­Lo primero que vio Delacroix, entonces un joven pintor, no fue a la libertad guiando al pueblo. El estudio estaba en penumbra, aunque no lo suficientemente oscuro para tapar el olor a podredumbre, los cadáveres fríos y diseminados, las luces leves del color sobre el óleo y, coronando todo el espectáculo, el rostro nervudo y sobreexcitado de Théodore Géricault, que sabía que estaba frente a su gran oportunidad para concebir una obra maestra. El artista se había obsesionado con el naufragio de La Medusa y fiel a su sentido del verismo no escatimaba medios técnicos para lograr documentar el suceso de la manera más realista posible: desde el posado y el testimonio de los protagonistas a modelos tan heterodoxos como los cuerpos que alquilaba en la morgue para precisar el trazo. Un esfuerzo de ocho meses, cercano a la demencia, que serviría, no obstante, para trasladar el hundimiento a las capitulares, menos fugaces que las de la prensa, de las enciclopedias y de la historia.

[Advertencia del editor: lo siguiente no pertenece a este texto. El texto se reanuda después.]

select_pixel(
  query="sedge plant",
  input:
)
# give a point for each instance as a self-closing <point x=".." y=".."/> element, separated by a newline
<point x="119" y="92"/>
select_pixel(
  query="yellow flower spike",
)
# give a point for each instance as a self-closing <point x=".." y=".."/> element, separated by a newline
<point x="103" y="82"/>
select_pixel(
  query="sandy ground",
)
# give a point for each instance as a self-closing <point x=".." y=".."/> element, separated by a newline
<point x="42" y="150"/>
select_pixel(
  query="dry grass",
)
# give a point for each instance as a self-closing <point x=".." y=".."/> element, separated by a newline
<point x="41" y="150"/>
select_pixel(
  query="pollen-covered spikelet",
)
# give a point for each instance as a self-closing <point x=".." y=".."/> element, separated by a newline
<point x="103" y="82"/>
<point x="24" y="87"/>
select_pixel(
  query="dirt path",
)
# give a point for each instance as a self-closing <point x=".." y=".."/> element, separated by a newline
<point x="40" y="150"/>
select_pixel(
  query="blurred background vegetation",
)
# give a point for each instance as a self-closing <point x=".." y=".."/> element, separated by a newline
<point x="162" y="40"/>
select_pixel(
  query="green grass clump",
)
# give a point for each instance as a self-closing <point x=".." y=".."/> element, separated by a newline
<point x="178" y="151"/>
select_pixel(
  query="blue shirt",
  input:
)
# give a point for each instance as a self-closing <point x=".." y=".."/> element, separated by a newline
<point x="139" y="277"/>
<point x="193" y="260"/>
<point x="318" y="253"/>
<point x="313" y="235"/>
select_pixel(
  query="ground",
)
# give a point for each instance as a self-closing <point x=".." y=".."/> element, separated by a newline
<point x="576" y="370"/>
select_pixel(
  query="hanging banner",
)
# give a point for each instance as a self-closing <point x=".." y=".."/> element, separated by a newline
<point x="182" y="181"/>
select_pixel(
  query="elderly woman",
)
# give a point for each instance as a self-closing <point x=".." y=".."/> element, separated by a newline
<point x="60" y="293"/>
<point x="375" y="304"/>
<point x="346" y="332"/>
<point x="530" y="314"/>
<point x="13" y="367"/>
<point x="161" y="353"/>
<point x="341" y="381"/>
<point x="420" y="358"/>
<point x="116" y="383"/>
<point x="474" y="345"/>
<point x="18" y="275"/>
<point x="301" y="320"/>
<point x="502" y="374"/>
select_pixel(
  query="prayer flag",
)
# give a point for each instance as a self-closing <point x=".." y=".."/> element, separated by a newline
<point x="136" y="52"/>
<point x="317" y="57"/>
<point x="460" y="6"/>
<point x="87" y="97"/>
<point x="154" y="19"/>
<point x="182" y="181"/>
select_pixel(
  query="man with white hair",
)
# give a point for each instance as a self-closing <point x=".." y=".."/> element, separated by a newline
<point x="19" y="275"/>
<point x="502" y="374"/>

El talento y la obstinación de Géricault supuso un contrapunto romántico al neoclasicismo imperante en la época; donde sus coetáneos ponían patrias y leyendas, el pintor de La Medusa mitologizaba los horrores cotidianos. Una vocación que permitió dar entrada a la gran pintura del siglo a temas más propios de los periódicos. El más conocido, el del naufragio, que contribuyó decisivamente a la eternidad renovada a diario de la que hoy disfruta el relato. En el Louvre no hay jornada en la que no se hable frente al óleo de la misión al Senegal y la balsa de los horrores.

A Géricault, que apenas contaba con 27 años cuando terminó la obra, el cuadro, de dimensiones épicas, le supondría la consagración. Ninguna otra pintura goza de tanto prestigio como testigo del romanticismo. Eso no significa, sin embargo, que cubriera de oro a su autor, cuya vida, al menos en malditismo, no le fue demasiado a la zaga a la tragedia de La Medusa. Lejos de contar con los encargos y los favores de aristócratas y gobernantes, Géricault se dio a la vida tormentosa. Con un catálogo abierto, además, que incluyó un romance con su tía y una enfermedad que acabaría consumiéndole tan sólo cinco años después de dar por terminado el cuadro. En sus últimos años, se dedicó a pintar a internos de un sanatorio mental. Nada menos grandilocuente.